The linux build is implemented as a nixos flake with two target derivations
(and a dev shell): ovrly, and docker. The ovrly derivation is default and
builds a normal binary and delivers it and dependencies to ./result/bin
.
The docker derivation builds a docker image, ./result
being a symlink to a
targz of the image. Load this into your local docker image store with
docker load < result
.
To iterate, enter a development shell: nix develop --impure
. Run
cmakeConfigurePhase
to prep cmake to do the build (delete ./build
first if
it exists), this only needs to be rerun if the cmake config changes (file
added, etc). This will leave you in ./build
.
Run buildPhase
after any code change to rebuild, and find the compiled binary
in ./build/Release
(or Debug
as the case may be). This maintains the object
cache between builds so they are relatively rapid in most cases.
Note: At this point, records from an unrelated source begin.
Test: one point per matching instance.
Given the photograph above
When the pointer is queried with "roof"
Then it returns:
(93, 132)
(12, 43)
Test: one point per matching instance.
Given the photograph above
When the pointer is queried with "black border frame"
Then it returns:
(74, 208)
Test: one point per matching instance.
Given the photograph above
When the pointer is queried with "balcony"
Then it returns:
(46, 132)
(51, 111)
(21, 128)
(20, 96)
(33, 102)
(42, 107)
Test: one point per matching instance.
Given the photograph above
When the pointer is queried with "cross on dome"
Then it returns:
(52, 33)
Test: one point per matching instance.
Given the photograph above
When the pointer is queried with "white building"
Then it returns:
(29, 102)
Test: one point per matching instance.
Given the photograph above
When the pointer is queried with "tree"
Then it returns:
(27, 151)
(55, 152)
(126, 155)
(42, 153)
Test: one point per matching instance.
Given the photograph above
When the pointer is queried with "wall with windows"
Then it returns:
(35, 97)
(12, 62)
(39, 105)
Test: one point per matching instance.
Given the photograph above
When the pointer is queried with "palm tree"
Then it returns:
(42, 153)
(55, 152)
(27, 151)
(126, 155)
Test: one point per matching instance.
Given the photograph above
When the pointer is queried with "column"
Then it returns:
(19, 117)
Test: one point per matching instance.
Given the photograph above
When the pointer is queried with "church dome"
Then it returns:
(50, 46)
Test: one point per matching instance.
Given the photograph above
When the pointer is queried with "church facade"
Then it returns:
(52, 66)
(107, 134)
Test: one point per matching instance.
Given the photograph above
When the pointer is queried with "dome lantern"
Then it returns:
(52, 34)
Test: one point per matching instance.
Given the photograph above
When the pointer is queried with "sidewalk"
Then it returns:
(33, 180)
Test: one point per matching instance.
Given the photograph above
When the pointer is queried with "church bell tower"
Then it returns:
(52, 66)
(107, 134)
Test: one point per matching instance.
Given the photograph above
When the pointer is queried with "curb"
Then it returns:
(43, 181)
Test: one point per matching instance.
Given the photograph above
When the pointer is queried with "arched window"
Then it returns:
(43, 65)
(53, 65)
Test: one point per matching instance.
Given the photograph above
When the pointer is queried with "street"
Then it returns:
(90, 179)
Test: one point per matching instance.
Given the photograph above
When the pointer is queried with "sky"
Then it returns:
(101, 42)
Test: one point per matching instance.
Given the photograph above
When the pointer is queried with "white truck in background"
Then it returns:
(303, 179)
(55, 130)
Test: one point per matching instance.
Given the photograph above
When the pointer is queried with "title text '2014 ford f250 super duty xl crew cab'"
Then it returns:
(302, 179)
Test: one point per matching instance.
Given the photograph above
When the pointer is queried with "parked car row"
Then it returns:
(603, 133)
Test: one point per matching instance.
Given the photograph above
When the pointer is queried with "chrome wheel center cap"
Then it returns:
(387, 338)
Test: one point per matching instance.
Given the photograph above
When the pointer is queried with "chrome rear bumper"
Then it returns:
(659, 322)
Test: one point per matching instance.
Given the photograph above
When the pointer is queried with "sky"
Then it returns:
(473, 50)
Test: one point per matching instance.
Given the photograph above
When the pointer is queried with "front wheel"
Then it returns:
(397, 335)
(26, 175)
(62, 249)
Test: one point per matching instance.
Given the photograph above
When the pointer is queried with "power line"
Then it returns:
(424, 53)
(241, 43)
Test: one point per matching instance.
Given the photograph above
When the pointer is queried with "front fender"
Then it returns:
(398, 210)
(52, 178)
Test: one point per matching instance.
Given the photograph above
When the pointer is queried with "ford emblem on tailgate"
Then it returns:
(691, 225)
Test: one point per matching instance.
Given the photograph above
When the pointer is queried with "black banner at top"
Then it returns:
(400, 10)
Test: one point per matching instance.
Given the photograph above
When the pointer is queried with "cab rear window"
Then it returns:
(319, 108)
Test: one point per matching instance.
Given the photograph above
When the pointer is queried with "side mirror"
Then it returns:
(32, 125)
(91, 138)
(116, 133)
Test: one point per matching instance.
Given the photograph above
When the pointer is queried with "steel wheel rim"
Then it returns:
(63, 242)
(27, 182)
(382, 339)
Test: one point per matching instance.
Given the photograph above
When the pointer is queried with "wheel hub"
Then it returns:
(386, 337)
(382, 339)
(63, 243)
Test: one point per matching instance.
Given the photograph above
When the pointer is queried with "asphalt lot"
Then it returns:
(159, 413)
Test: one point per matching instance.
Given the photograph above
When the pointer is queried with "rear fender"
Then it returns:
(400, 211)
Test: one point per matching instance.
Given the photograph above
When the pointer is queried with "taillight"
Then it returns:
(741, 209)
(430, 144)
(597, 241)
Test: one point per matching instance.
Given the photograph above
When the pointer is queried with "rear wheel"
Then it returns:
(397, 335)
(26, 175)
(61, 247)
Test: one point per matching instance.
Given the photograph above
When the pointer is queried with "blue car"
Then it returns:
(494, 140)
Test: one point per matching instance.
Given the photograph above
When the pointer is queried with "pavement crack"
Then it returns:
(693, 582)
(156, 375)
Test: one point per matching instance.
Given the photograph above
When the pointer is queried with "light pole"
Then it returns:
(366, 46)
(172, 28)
Currently running this command after any code changes:
buildPhase && installPhase && LD_LIBRARY_PATH=../outputs/out/bin/ steam-run ../outputs/out/bin/ovrly
I did get it wrapped to run without steam-run
, but I'm trying to keep it
running without patching rpath so that it could prospectively run outside of
nix. Though I do need to figure out a better way to get it to look for libs
dropped next to the executable without LD_LIBRARY_PATH
.
NB: The windows build and DirectX support is probably(read: definitely) broken after all the linux/OpenGL compat changes. May move to cross-compiling windows binaries on linux like chromium does.
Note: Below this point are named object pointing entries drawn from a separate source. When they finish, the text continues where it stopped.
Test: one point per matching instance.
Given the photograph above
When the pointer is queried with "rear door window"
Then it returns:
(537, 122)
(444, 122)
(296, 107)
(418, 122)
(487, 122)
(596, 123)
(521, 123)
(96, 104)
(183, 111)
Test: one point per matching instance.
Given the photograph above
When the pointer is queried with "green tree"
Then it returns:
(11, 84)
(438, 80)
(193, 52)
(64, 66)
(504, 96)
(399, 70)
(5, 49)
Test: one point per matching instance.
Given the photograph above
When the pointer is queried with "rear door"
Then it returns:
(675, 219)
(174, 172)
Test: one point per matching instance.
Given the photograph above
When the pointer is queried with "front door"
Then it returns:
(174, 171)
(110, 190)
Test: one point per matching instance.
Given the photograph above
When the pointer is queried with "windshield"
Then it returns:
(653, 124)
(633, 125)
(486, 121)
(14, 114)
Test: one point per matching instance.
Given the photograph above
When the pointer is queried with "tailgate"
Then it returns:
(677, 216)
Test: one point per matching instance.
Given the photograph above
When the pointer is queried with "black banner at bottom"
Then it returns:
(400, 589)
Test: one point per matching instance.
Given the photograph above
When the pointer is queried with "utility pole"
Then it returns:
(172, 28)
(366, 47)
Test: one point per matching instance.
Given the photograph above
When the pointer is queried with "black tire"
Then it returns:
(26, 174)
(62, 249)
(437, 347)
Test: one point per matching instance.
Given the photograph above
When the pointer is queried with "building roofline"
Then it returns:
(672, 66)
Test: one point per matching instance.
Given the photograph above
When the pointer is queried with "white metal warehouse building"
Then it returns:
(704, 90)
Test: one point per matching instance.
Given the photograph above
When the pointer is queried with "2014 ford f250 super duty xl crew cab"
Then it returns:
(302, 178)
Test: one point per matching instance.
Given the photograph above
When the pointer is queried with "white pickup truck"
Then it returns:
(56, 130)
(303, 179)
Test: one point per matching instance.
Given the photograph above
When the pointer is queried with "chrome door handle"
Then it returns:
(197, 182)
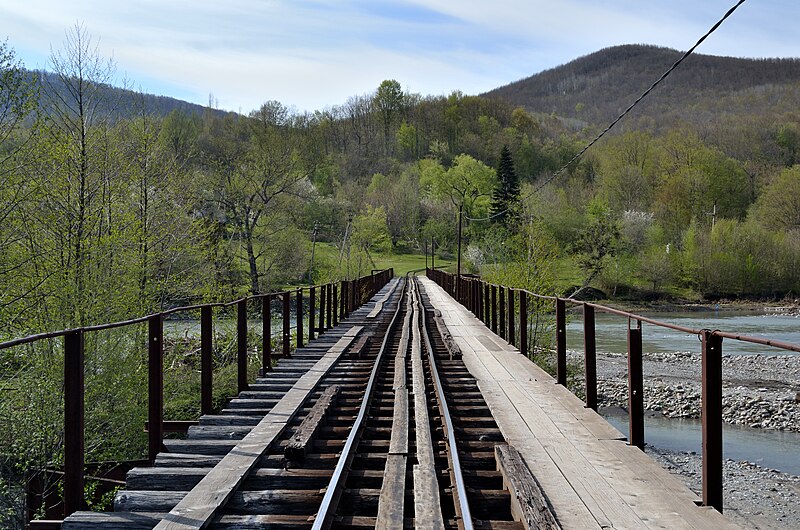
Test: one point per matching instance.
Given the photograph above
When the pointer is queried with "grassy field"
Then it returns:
(327, 258)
The prebuilt container is available on dockerhub in the joshperry/ovrly
repo. The latest can be grabbed with a simple docker pull joshperry/ovrly
.
docker build -t joshperry/ovrly -m 2GB .
docker run --rm -v h:\dev\ovrly:c:\workspace joshperry/ovrly .\.ci\build.ps1
cmake -G"Visual Studio 16 2019" -A x64 -DWITH_PERF_TOOL=OFF -DCMAKE_CXX_STANDARD=17 -DBUILD_SHARED=ON -DBUILD_STATIC=OFF -DZMQ_BUILD_TESTS=OFF ..
The rendering system is least-common-denominator style, maybe in a slightly bad way.
I started with an overkill library(https://github.com/daktronics/cef-mixer/) that at the time I didn't have the knowledge yet to know is solving a completely different problem than ovrly needs. So it kind of a DirectX-centric interface with advanced features (multi-context), so integrating it with OpenGL had a little impedance mismatch.
All this to say, this is somewhere I'd like to clean up the interface to be a bit more tailored.